Lately it seems like every other e-mail that hits my inbox is touting Social Security as the new marketing “secret-sauce” to attract the Boomer generation and their assets. Social Security Maximization – Social Security Timing – The Wrong Choices Can Cost you a Fortune – Do You want to Maximize your Social Security Income? Sound familiar? Many of these advertisements are inferring that it’s generally a mistake to start you benefits before you absolutely must. So this brings me to my question; Does it really make sense to wait until age 70 to receive a larger Social Security benefit? Let’s begin to answer that question by studying the chart below.
Clearly, the longer you wait, the greater your Social Security benefits will be. This chart illustrates, assuming Full Retirement Age of 66 and a benefit of $2,000 at Full Retirement Age, the monthly benefit will be $2,000. If benefits are claimed prior to FRA, the benefits can be reduced as much as 25%. Conversely, if benefits are delayed until age 70 the monthly benefit can be increased to as much as 132% of the normal benefits if taken at age 66 (FRA).
In this case claiming benefits at age 62 would produce a monthly benefit of only $1,500 per month compared to $2,000 per month by waiting until age 66 (FRA). If benefits are delayed until age 70, the monthly benefit will grow by 8% per year (not compounding). So in the case above waiting until age 70 will increase benefits from $2,000 to $2,640, an increase of $640 a month for the rest of your life. If you throw in a cost of living adjustment, the difference will be even greater. So getting back to the original question; Does it really make sense to wait until age 70 to receive a larger Social Security benefit? The best answer is; not always.
With the winding down of company sponsored pension plans and the dramatic increase in IRA and 401k contributions and account values, advising clients when to begin their Social Security Benefits can be tricky and could cause additional and unnecessary income taxes. Before saying wait as long as you can and you’ll get more, other retirement accounts like IRAs, 401(k)s, 403(b) plans, Sep IRAs, 457 and TSP plans should be taken into account.
It’s true that waiting until age 70 will produce the highest possible Social Security benefits but what about the potential income tax on those benefits.
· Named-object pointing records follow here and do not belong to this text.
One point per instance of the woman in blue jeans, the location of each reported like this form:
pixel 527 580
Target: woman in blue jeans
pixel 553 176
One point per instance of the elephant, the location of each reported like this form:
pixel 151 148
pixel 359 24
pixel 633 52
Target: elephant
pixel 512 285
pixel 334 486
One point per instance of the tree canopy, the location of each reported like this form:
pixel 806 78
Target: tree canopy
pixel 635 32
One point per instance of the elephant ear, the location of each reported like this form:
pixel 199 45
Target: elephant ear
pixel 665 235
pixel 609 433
Your clients may be forced to pay income tax on as much as 85% or their SS Benefits or they could be taxed on as little as 0% of their Social Security Benefits. Distributions from qualified plans are counted 100% in the formula to determine if Social Security Benefits will be taxed and what percentage of the total benefit will be subject to income tax. My point is: taking Social Security timing out of the context of other retirement plans can be a tax disaster and create tremendous liability for the unskilled advisor.
The solution is not complicated. Combine Social Security Timing with IRA Distribution Planning. Keep in mind; the more the participant takes out of their qualified retirement plans, the more likely they will pay taxes on their Social Security Benefits.
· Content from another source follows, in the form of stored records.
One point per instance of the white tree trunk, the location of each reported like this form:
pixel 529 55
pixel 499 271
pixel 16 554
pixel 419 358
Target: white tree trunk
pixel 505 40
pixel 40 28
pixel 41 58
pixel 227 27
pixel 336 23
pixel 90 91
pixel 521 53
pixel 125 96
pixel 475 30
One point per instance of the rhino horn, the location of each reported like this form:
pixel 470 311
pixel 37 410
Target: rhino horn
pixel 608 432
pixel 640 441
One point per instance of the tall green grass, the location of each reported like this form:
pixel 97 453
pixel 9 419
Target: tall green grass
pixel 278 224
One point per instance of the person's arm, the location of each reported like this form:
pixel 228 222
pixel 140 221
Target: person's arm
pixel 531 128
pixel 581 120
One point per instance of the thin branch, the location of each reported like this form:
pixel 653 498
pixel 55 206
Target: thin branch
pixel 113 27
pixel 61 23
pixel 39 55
A brief excerpt from my book, Top 10 IRA Mistakes, will help put the problem into perspective:
On August 14, 1935 President Roosevelt signed the Social Security Act into law.
This piece of legislation was intended to help Americans supplement their personal retirement savings, not replace it. Federal legislators recognized that American workers were not saving enough and might need government support to ensure they had the basic living necessities during their retirement years.
It was never the government’s intention to return our income tax dollars so we could retire comfortably at Uncle Sam’s expense. In fact, government leaders have struggled with this issue throughout history.
To ensure that the money would be available for its intended purpose, President Roosevelt promised that as long as he lived, Americans would pay no income tax on their Social Security benefits. In 1983, Congress broke that promise and today, if you have an income of $25,000 and are single, or a combined income of $32,000 and are married, you will pay income tax on 50% of your Social Security benefit. It gets worse: if you have income of $34,000 and are single, or an income of $44,000 and are married, you will pay income tax on 85% of your Social Security benefit.
Working Americans pay into the Social Security system with after tax dollars, and those who are receiving benefits and continue to have income over the thresholds are also paying income tax on their Social Security benefits. Uncle Sam gets to double-dip, while senior citizens struggle to make ends meet and are left without the safety net the federal legislators originally intended.
The better people do to earn income to support themselves during their retirement years, the more likely they will end up paying income tax on their Social Security benefits. This is important because distributions from a traditional IRA are taxed as ordinary income. Increases in your taxable income can increase the tax on your Social Security benefits.